Real-world devices often have delays. One way to model this effect is by artificially hold back the current action for a given number of time steps. Again, the modified action fields in the recorded rollouts are the same. Have a look at the printed actions a_t as well as next state s_t+1

ro_rnp = rollout(env_rnp, DummyPolicy(env_rnp.spec), eval=True, seed=0, render_mode=RenderMode(text=True))  # redo for visual comparison
env_rnpd = ActDelayWrapper(env_rnp, delay=3)
ro_rnpd = rollout(env_rnpd, DummyPolicy(env_rnpd.spec), eval=True, seed=0, render_mode=RenderMode(text=True))
assert np.allclose(ro_rnp.actions, ro_rnpd.actions)
assert not np.allclose(ro_rnp.observations, ro_rnpd.observations)

There are also very handy utils to manage chains of wrappers. Examples are`inner_env()` which yields the core environment, typed_env() which yields the first element of the chain equal to the provided type, or remove_env which removes the first element of the chain equal to the provided type.

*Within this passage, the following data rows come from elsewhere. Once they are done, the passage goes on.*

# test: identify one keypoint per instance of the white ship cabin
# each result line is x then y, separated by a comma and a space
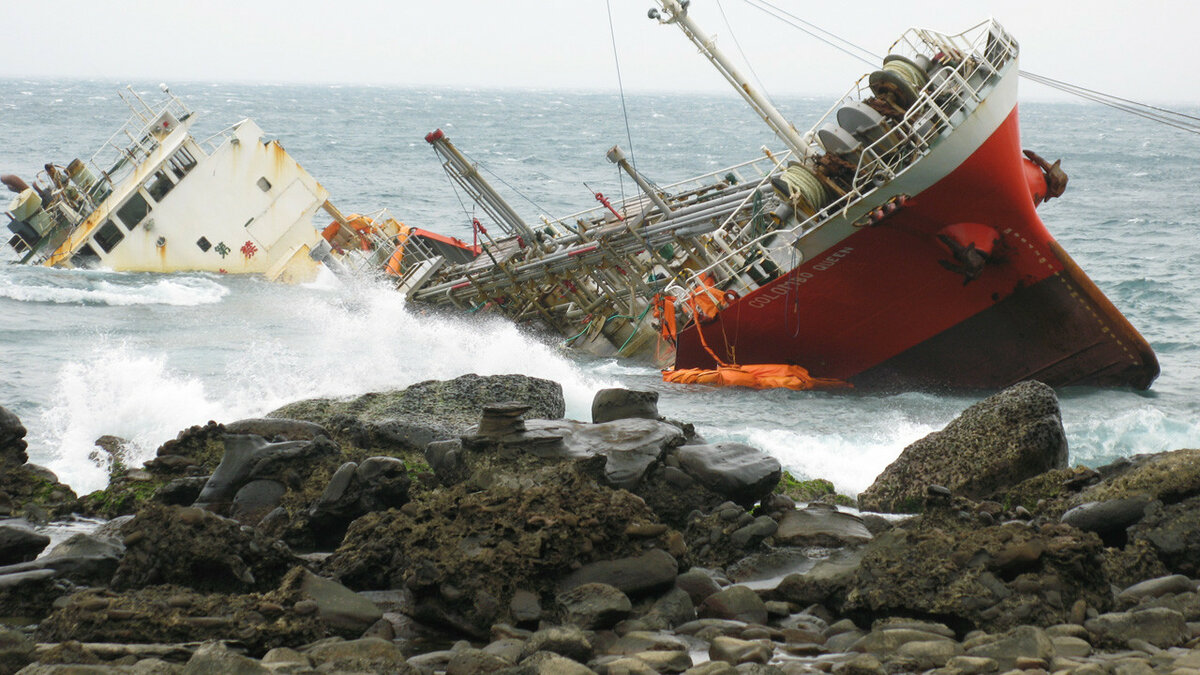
157, 199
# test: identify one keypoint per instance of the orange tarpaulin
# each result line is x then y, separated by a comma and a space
756, 376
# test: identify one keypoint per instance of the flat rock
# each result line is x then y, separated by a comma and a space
594, 605
995, 443
1158, 626
652, 571
738, 603
623, 404
739, 472
19, 542
820, 525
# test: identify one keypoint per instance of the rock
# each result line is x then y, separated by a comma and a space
12, 441
277, 429
445, 408
623, 404
1158, 626
19, 542
1174, 532
925, 655
739, 472
564, 640
255, 500
995, 443
821, 525
738, 603
697, 583
652, 571
594, 605
247, 458
887, 640
1025, 641
341, 609
735, 651
215, 658
369, 655
973, 664
16, 650
993, 578
201, 550
525, 607
1109, 519
1157, 587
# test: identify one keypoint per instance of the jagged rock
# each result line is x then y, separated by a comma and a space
623, 404
12, 440
995, 443
365, 655
1157, 587
249, 458
431, 411
173, 614
971, 577
821, 525
1024, 641
738, 603
16, 650
649, 572
339, 608
277, 429
739, 472
1158, 626
1174, 533
19, 542
563, 640
1109, 519
465, 553
735, 651
198, 549
594, 605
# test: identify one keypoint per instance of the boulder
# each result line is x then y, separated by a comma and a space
821, 525
623, 404
1109, 519
972, 577
1158, 626
198, 549
594, 605
19, 542
652, 571
1174, 533
738, 603
739, 472
429, 411
995, 443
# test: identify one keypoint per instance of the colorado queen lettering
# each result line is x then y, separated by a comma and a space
780, 290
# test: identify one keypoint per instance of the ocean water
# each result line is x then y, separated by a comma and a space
137, 356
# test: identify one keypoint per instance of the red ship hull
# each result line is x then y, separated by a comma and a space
885, 309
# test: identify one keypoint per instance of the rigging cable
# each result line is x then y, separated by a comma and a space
1182, 121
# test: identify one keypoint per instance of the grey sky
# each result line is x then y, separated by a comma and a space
1139, 51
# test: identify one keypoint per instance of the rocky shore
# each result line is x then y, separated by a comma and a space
466, 527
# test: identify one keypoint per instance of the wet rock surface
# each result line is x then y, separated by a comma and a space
995, 443
546, 545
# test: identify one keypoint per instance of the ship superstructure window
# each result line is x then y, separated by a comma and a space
85, 257
108, 236
159, 185
181, 162
133, 210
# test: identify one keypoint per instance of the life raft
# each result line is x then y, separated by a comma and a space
755, 376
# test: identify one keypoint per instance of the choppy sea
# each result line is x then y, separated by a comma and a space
141, 356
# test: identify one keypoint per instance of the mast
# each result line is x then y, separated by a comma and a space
677, 13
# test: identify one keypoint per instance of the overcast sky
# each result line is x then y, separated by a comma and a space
1145, 51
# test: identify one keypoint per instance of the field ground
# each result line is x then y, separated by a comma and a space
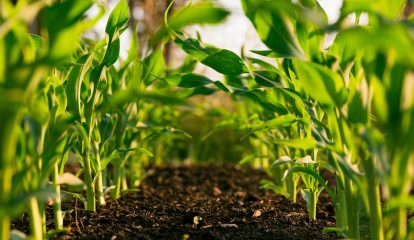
226, 200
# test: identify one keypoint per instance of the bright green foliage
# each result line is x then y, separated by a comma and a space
348, 107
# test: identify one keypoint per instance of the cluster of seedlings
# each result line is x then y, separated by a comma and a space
303, 106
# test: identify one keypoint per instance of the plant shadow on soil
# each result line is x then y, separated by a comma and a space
226, 200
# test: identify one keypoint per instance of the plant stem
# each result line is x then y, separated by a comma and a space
57, 203
401, 223
116, 193
8, 139
90, 188
352, 209
313, 199
99, 180
291, 188
35, 219
375, 212
340, 207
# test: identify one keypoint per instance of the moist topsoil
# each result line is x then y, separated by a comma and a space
196, 202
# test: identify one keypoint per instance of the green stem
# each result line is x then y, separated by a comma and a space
35, 219
116, 193
340, 207
99, 180
90, 188
57, 203
291, 188
375, 212
8, 139
313, 199
401, 223
352, 209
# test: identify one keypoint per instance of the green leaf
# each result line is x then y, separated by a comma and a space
61, 98
302, 143
117, 19
74, 84
154, 66
61, 20
188, 80
391, 9
281, 161
197, 13
69, 179
116, 23
281, 121
357, 111
17, 235
221, 60
321, 83
273, 25
315, 175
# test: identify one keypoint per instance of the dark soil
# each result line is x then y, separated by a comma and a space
226, 200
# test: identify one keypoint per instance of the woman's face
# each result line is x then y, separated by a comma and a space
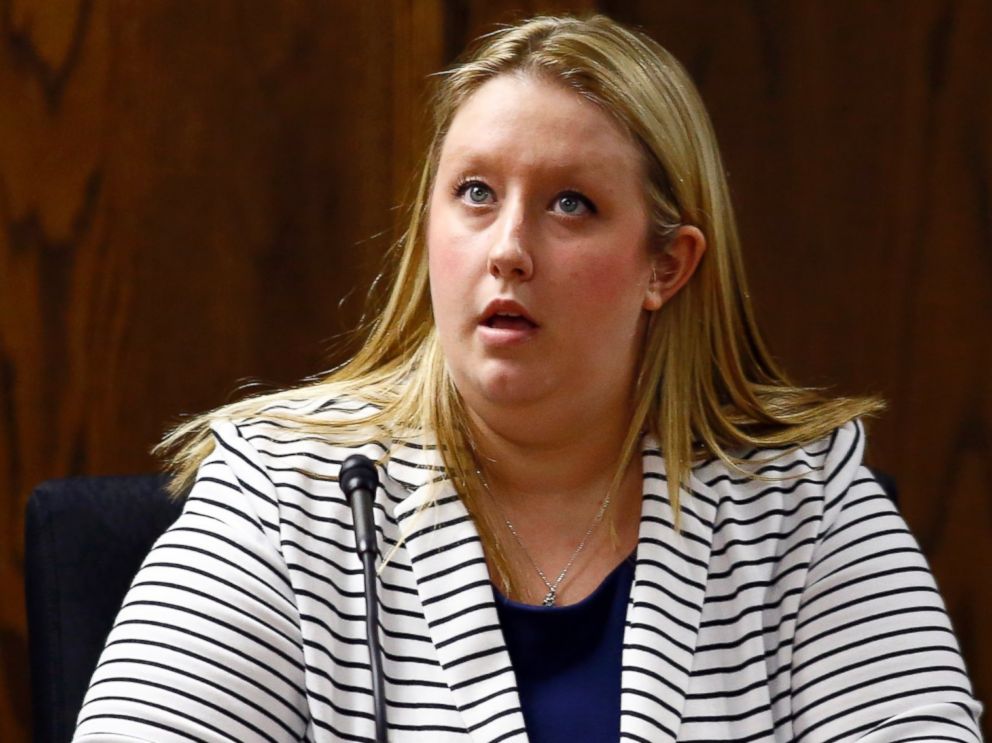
537, 237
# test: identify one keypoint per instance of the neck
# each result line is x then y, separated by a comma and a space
548, 463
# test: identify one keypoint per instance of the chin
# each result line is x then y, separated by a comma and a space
504, 388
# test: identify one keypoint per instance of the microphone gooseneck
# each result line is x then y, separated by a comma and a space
358, 479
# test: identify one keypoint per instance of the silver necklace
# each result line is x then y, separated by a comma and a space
552, 595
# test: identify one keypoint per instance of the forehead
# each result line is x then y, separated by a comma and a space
517, 120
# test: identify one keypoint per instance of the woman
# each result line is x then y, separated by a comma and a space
604, 511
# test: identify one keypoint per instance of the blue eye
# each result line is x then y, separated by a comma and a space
477, 192
574, 204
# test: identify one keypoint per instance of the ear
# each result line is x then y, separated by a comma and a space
674, 265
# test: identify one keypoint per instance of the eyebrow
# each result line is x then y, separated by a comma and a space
465, 161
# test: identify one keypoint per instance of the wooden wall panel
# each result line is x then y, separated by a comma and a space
187, 191
858, 138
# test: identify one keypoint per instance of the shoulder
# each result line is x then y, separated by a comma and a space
775, 487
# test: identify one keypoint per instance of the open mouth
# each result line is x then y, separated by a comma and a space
508, 321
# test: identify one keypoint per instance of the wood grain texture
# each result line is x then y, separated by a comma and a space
188, 190
858, 139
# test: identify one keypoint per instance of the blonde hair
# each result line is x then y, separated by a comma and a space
706, 385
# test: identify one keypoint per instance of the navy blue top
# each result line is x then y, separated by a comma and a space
567, 661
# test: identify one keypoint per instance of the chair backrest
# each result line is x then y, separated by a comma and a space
86, 537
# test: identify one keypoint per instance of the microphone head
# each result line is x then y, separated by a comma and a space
358, 473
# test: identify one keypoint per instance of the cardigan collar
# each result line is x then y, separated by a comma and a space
454, 587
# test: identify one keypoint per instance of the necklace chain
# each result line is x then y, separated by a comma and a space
552, 595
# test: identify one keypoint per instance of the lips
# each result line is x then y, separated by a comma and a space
507, 314
506, 323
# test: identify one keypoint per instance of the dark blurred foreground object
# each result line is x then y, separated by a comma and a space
86, 537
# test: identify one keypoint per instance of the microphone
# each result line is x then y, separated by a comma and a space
359, 480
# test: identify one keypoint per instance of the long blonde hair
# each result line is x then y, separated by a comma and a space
706, 385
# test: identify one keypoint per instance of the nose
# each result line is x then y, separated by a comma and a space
510, 256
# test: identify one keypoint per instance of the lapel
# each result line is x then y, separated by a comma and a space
666, 604
457, 599
454, 588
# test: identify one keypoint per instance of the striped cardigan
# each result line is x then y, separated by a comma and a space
792, 608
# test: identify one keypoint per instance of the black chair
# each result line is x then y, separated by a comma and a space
85, 539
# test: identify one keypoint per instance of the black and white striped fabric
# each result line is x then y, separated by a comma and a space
797, 608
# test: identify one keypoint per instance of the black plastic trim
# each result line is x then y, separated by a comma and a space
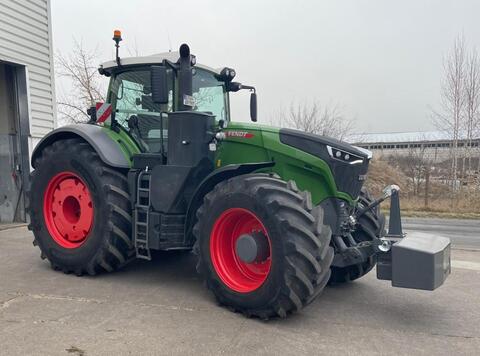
108, 150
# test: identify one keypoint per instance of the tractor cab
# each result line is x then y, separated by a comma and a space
144, 90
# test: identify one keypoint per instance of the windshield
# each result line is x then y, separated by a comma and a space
209, 94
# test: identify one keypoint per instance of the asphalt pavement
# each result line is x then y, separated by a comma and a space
463, 233
161, 307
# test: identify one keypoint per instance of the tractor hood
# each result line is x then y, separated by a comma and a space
349, 164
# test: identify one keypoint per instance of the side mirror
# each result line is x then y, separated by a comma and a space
253, 107
158, 76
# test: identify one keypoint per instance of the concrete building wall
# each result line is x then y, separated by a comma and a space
25, 39
27, 96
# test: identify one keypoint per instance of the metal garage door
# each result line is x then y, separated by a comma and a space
11, 199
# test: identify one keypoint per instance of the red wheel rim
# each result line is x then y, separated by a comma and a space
237, 275
68, 210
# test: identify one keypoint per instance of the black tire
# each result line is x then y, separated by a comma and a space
369, 225
300, 241
108, 245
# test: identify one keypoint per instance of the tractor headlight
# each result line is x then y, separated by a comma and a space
344, 156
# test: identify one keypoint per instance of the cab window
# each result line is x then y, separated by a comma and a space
131, 98
209, 94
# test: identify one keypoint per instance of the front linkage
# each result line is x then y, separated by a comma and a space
418, 261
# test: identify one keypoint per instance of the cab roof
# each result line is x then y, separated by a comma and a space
152, 59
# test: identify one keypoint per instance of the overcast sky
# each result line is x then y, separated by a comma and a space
380, 60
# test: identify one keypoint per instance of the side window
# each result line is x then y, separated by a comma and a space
131, 99
209, 94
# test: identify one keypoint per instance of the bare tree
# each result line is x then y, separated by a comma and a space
87, 88
327, 120
453, 100
472, 106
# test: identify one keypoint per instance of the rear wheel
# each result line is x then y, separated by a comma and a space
79, 209
369, 225
262, 248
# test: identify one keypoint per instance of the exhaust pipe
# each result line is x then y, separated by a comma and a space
185, 100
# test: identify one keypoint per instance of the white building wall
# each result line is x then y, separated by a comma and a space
26, 38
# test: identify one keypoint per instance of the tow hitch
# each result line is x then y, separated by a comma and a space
416, 260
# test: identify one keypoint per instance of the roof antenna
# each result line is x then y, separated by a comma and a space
169, 41
117, 37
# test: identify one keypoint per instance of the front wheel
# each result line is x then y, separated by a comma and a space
262, 248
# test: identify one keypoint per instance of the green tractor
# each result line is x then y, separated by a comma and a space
273, 215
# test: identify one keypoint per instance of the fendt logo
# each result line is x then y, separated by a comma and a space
239, 134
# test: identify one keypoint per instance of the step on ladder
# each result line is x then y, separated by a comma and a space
142, 209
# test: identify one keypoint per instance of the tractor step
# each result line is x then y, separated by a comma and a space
141, 213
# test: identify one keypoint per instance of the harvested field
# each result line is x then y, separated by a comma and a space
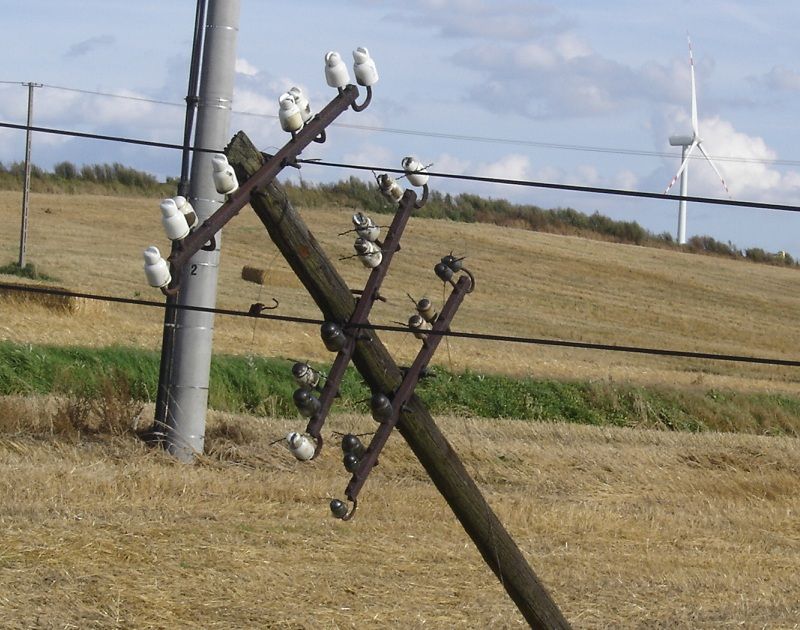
528, 284
627, 528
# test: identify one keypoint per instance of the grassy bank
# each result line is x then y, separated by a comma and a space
263, 386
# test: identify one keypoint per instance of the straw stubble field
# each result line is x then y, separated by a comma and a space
627, 528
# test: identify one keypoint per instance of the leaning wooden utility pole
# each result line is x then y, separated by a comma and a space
334, 298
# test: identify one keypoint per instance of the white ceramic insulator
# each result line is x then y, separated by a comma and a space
368, 253
369, 233
174, 222
415, 171
335, 71
302, 103
364, 67
156, 268
365, 227
390, 188
289, 114
224, 178
300, 446
187, 210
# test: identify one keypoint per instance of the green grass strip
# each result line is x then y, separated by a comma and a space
264, 386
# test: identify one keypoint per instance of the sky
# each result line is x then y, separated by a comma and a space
569, 92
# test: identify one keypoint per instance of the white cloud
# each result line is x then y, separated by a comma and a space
246, 68
90, 45
749, 176
779, 79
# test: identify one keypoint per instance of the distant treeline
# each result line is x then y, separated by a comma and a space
470, 208
365, 196
66, 177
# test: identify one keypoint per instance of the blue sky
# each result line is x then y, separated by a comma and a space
611, 76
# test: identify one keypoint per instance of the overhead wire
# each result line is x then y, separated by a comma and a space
444, 135
456, 176
686, 354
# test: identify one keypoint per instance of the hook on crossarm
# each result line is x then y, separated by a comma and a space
171, 290
258, 307
360, 108
211, 245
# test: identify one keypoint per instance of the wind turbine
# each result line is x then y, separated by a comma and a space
689, 144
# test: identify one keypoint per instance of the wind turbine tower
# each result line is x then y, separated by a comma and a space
688, 144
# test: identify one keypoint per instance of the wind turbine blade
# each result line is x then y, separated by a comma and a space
682, 168
694, 90
716, 170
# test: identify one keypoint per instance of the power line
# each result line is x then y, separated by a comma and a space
571, 187
449, 333
97, 136
475, 178
449, 136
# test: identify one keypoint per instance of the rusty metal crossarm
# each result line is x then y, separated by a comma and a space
391, 244
407, 386
287, 155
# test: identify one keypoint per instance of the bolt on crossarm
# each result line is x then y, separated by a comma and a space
360, 314
401, 396
286, 156
326, 286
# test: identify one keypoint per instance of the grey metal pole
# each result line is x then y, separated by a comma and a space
682, 202
186, 417
171, 313
23, 232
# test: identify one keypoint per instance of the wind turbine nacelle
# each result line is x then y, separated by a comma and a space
681, 141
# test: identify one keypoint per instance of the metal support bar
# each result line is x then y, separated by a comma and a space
406, 388
391, 244
275, 164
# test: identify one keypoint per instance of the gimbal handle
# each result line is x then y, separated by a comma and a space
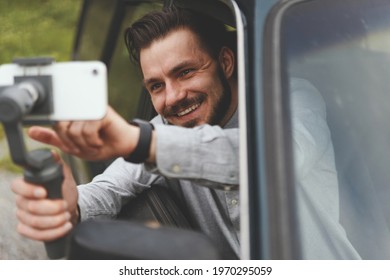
40, 167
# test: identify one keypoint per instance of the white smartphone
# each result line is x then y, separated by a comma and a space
79, 88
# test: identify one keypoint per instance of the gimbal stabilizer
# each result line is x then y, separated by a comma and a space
32, 95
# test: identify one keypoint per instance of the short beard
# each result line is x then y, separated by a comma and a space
222, 106
220, 109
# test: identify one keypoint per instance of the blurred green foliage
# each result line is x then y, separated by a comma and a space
36, 28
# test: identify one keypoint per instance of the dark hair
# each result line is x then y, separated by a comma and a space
212, 33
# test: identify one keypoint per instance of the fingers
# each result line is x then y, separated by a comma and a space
40, 218
43, 222
81, 137
45, 135
24, 189
44, 235
41, 206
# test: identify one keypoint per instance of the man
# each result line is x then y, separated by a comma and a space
188, 68
189, 71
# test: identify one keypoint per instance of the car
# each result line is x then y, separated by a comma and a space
342, 48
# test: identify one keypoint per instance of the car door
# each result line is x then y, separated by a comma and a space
341, 49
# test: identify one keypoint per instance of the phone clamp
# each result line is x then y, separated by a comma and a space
40, 167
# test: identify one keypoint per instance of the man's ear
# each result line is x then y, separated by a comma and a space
227, 61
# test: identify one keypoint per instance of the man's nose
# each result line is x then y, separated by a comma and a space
174, 94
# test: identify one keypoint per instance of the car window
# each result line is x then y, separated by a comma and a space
338, 68
102, 37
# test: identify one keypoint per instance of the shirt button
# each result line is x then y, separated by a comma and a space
176, 168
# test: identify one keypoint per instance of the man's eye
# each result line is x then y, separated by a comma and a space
185, 72
155, 87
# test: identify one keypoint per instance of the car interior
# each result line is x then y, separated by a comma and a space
335, 47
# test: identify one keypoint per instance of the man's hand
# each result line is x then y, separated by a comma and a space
45, 219
107, 138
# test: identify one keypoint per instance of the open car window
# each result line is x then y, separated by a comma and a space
337, 59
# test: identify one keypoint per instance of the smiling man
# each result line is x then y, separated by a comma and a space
188, 65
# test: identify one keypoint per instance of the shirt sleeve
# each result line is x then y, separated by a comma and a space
105, 195
205, 153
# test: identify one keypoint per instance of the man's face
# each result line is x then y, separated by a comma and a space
188, 87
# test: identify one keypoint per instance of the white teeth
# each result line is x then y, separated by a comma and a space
188, 110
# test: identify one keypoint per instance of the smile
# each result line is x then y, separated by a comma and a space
188, 110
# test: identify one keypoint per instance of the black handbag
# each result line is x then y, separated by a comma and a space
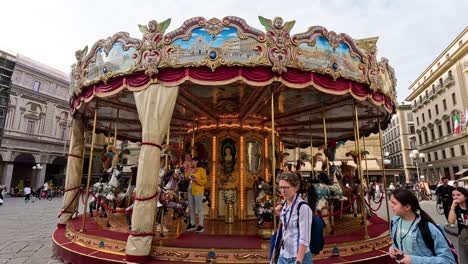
275, 244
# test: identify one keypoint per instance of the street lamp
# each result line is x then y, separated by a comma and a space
417, 157
36, 168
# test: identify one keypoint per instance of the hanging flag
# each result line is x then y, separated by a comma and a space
456, 123
466, 118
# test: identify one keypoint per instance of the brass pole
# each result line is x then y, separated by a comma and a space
193, 141
90, 166
383, 170
366, 235
84, 149
365, 159
273, 161
167, 145
311, 151
115, 128
325, 140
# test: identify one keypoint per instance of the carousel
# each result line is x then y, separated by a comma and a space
235, 97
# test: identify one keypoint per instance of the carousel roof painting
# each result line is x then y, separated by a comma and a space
227, 72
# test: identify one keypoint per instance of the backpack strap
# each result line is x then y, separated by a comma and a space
298, 229
394, 235
426, 234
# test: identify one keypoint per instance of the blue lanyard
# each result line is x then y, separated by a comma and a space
286, 224
407, 232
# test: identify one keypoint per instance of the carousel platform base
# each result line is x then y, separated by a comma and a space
219, 243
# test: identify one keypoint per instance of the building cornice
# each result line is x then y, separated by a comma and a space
39, 96
460, 52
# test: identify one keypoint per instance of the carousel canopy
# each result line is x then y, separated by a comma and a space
227, 72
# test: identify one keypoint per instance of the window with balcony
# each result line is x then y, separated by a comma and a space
36, 86
63, 132
30, 126
449, 127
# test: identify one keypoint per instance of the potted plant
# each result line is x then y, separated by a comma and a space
229, 197
264, 212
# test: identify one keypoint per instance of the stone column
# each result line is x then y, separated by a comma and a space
40, 176
8, 174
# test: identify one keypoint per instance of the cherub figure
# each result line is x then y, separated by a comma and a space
278, 41
153, 32
78, 72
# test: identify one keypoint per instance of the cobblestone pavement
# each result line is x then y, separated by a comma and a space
430, 208
26, 229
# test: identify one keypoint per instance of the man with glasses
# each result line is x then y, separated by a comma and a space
295, 221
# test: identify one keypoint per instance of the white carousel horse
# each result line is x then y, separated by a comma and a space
169, 197
109, 191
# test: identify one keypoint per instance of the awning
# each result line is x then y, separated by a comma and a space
461, 172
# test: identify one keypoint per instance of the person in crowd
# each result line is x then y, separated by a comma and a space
198, 179
296, 237
444, 193
27, 194
459, 213
409, 227
391, 188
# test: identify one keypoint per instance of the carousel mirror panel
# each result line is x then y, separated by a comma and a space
254, 156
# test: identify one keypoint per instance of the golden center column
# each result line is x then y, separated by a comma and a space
155, 106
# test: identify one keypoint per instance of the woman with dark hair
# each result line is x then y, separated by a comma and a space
296, 223
459, 213
198, 179
413, 231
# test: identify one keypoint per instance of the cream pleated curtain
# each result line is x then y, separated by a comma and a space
74, 171
155, 106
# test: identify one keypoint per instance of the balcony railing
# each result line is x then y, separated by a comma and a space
449, 81
439, 88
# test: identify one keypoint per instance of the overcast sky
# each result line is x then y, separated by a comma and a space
411, 33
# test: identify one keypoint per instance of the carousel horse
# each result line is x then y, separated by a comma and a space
110, 191
97, 189
169, 197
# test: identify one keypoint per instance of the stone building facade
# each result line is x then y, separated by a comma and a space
36, 126
438, 95
399, 140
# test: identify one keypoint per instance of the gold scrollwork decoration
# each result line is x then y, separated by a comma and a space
243, 256
171, 253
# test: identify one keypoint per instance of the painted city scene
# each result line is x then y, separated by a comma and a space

assert isinstance(inner_env(env_rnpd), QCartPoleSwingUpSim)
assert typed_env(env_rnpd, ObsPartialWrapper) is not None
assert isinstance(env_rnpd, ActDelayWrapper)
env_rnpdr = remove_env(env_rnpd, ActDelayWrapper)
assert not isinstance(env_rnpdr, ActDelayWrapper)

Finally, the most important lesson: the order in which we apply the environment wrappers matters! For example, applying the ObsNormWrapper after the ObsPartialWrapper will not give we the intended result (due to the implementation). Another example is the order of ObsNormWrapper and GaussianObsNoiseWrapper.